Include the renderer in an XSLT stylesheet. This lets us use XSLT exclusively for the View part of InfiniteTypewriter.
DevolvePower, and allow the community to maintain the markup code via a FileReplacement mechanism, without risk of compromising server security.

2. Regular Expression–Recursive Descent Design

The engine consists of rules, each of which has a regular expression describing what it matches, and a list of children that should be applied in recursive descent to its contents.

The use of regular expressions allows great flexibility in matching a particular class of markup rules. MeatballWiki's TextFormattingRules fall largely within this category, with the exception of overlapping double- and triple-quote emphasis. It is also very quick to apply on most Javascript engines.

Each rule typically corresponds to a single XHTML node type, and always wraps its contents in balanced pairs of tags; thus, XML output is guaranteed.

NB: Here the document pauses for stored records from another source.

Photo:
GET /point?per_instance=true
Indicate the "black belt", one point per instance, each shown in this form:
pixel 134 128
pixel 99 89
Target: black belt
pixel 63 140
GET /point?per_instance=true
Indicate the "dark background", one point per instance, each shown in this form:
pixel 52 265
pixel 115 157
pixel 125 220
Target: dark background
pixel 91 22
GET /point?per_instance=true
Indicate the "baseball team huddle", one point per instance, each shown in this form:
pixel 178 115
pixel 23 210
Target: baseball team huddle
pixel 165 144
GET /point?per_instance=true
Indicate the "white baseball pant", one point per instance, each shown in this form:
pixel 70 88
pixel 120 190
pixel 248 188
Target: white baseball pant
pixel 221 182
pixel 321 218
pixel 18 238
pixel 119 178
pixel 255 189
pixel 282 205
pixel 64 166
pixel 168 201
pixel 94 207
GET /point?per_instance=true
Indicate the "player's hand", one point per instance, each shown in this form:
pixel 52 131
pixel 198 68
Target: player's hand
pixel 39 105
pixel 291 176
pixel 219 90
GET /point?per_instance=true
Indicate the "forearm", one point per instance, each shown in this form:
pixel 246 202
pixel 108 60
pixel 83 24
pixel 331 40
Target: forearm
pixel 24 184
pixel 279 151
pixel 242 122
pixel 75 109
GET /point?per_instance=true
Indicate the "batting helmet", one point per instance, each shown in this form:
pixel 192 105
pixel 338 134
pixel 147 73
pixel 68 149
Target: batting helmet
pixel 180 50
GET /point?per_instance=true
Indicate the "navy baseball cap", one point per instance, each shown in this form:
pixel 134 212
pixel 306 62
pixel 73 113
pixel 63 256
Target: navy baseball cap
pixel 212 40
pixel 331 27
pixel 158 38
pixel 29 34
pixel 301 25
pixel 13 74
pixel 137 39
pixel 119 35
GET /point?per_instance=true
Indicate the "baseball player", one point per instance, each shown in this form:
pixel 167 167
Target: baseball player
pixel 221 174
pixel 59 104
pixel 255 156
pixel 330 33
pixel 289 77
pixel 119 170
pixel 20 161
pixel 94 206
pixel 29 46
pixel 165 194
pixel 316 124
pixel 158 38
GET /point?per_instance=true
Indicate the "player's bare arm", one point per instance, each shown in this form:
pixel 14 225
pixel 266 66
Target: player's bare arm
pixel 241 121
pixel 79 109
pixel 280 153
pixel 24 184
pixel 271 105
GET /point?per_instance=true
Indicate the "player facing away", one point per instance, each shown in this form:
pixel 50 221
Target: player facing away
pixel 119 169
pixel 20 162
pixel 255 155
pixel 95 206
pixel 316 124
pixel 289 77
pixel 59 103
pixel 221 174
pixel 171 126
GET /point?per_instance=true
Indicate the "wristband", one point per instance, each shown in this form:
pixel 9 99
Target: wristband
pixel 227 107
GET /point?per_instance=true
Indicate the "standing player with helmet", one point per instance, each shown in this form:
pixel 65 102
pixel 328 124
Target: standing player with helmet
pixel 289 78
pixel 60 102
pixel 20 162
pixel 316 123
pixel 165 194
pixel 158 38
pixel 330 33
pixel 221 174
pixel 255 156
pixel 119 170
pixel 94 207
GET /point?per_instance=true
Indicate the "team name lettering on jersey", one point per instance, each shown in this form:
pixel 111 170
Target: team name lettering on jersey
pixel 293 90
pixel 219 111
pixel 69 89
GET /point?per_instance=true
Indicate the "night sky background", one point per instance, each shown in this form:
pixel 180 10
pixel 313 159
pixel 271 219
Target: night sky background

By limiting each rule's children to be a subset of the valid XHTML structure, XHTML output is guaranteed.

As an example: The table rule corresponds to the table element, and matches groups of lines starting and ending with ||. More specifically, the regex is:

: (^|\n)(\|\|.*\|\|[ \t]*(\n|$))+

The only child of the table rule is the tr rule, which matches a single line, wraps it in a tr tag, and strips off the final ||. Finally, the only child of the tr rule is the td rule, which matches a single pipe-separated block.

This structure can thus be verified against a DTD, guaranteeing that all future output will be strict XHTML.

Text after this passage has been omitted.